Pour satisfaire cette volonté d’amplification, l’égo dispose de quatre alliés puissants :
- la colère et la peur, qui lui permettent de satisfaire son besoin de sécurité,
- le désir, qui lui permet de satisfaire son besoin d’expansion,
- l’ignorance, qui lui permet d’oublier sa condition intrinsèquement fragile et éphémère.
Comme nous pouvons le constater, l’égo n’a rien à voir ici avec une dimension psychologique liée au fait d’avoir ou non du caractère.
Certaines personnes peuvent être orgueilleuses, vaniteuses, tandis que d’autres sont plutôt discrètes et effacées, mais ces caractéristiques ne les débarrassent pas de l’égo tel que nous l’avons décrit précédemment.
Les animaux, dans ce sens, ont également un égo. Ils s’identifient à leur corps, reconnaissent les êtres de leur propre espèce et sont motivés par la peur et la colère. Bien que tous n’aient pas des sentiments développés tels que la tristesse, tous s’identifient à eux-mêmes comme à quelque chose d’absolu et d’essentiel.
Les pratiques méditatives pour comprendre l’égo
La méditation, dans de nombreuses traditions issues de l’Inde, nous permet de percevoir le caractère fondamentalement obscurcissant de l’égo.
Il est comme un mur d’eau qui voile l’essentiel et empêche de percevoir la vraie nature du cosmos et de l’être.
Certaines traditions parlent de Dieu, du grand Soi, un état d’amour et d’espace infini qui se dévoile progressivement et place l’être dans un état au-delà de la mort, au de-là de soi. En réalité, l’égo coupe de l’amour, il ne sait aimer qu’à travers son propre prisme, comme une lumière qui passe par le trou d’une serrure.
Est-il nécessaire de passer d’un état d’égo à un état sans égo ?
Les modalités diffèrent d’une tradition à l’autre. Dans le bouddhisme, le fait de développer l’attention aux composantes et aux aspects conditionnant de l’égo limite déjà son impact obscurcissant. Cela a été si bien compris qu’aujourd’hui, les méthodes de pleine conscience sont largement répandues sans que les personnes se sentent obligées d’abandonner toute idée de soi.
Mais la mise à distance des sensations, des pensées et des émotions n’est pas suffisante pour diminuer le caractère affligeant de la saisie des pensées, des émotions et des sensations comme étant un moi.

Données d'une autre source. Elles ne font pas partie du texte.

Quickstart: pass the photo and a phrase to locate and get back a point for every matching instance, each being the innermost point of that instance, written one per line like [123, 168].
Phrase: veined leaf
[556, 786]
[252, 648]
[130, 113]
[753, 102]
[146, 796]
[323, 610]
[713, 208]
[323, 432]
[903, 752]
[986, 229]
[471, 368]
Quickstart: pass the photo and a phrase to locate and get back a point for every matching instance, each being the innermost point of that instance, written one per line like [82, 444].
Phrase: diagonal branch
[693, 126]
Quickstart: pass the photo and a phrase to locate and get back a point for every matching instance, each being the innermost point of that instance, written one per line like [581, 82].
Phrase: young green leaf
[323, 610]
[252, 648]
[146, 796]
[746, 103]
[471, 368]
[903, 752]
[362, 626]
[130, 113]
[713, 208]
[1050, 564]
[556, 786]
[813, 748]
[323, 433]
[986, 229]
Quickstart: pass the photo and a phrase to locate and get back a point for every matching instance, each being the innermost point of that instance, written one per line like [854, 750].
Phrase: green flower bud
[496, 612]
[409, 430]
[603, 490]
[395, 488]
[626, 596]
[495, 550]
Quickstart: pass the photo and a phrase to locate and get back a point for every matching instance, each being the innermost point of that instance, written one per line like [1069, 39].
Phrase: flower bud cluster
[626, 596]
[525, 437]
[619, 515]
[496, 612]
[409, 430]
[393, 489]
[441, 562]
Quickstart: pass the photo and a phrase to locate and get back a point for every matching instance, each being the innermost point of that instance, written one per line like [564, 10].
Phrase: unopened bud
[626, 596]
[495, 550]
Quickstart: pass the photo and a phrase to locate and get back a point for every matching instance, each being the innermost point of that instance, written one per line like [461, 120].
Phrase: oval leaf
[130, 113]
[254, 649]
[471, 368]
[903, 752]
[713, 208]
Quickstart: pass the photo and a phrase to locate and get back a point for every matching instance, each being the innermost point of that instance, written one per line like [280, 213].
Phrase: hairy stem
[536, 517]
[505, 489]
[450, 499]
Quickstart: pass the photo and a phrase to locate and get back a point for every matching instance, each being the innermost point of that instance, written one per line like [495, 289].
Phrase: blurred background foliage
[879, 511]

Cette ouverture trouvera son sens à travers les pratiques de compassion qui permettront de ne pas sombrer dans une approche binaire « soit Moi, soit Rien ». La compassion et l’amour sont des méthodes pour avoir confiance dans le fait qu’il existe une réelle alternative à la fixation sur soi-même des pensées, des émotions, des perceptions, etc.
On peut même aller plus loin : la méditation est un moyen pour reconnaître la nature aimante qui sommeille en soi.
Comme si la colère, la peur, l’envie étaient les pièces d’un Lego mal monté (Lego, l’égo, vous remarquerez le fin jeu de mots). Une fois mises en place dans le bon ordre, l’amour, la connaissance et la compassion peuvent naturellement s’exprimer. Il n’y a pas un bon soi ou un mauvais soi, ce sont simplement des pièces de Lego, mais une fois agencées dans le bon ordre, elles produisent quelque chose de plus satisfaisant.
Pour celui qui aspire au bonheur dans cette vie, cette pratique de l’amour, de l’altruisme, d’une conscience plus globale aura raison des aspects les plus grossiers de l’égo : l’indifférence, la peur et l’envie.
L’égo est donc au cœur du cheminement spirituel de nombreuses traditions méditatives.